Good luck with your decison.

Sanita


----------



## HHH (Nov 13, 2004)

HI joraine

my best advice is get in touch with your local adoption agencies and discuss your situation with them. They are pretty thorough and will explore all the things you've pointed out. We have found our Social Worker very upfront in pointing out things that could be an issue and discussing ways of working through them.

Good luck with your next step

HHH


----------



## FairyDust2012 (Jun 5, 2007)

> A one bedroom house would not be big enough and you would need to move. Depending on how many children you adopt and how needy they are you may get financial help with moving or priority with a housing association for a larger house.
> 
> Good luck with your decison.
> 
> Sanita


hi i just wanted to add that a couple of years ago my husband and i was in the same boat looking to foster..we contacted the foster board, filed references from family and friends etc only to be told that even though they were desparate for foster parents they would not beable to help us with housing issues and so we contacted our housing association and they said they couldnt do anything enless we actuallly got the child(ren). We were distraught and had to end our application!!

Now in a better position we are looking into private renting and hoping we can apply again!

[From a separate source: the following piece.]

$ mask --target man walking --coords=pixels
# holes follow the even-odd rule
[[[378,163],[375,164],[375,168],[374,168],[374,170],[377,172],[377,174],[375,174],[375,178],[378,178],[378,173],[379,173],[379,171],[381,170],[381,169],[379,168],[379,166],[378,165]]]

I just wanted to wish u all the best xxxx


----------



## ♥ M J ♥ (Apr 17, 2004)

Hi SM

We were in a situation likes yours a while ago, we lived in a 2 bedroomed house which was being brought by the council (we were private tennants) due to us going through the adoption process we needed to move ASAP so not to hold up approval, we wanted to be able to adopt 2-3 siblings so would need a 3 bedroomed house, we had alot of probs getting there however now after alot of letters and stubborness we got what we wanted........now just waiting for children to fill our house up!

Good luck

xxx


----------



## ♥JJ1♥ (Feb 11, 2006)

My friend (single) has been approved to adopt and she has a one bedroomed house, they said that it was acceptable for a baby up to the age of 2 to share a bedroom with her.

Good luck


----------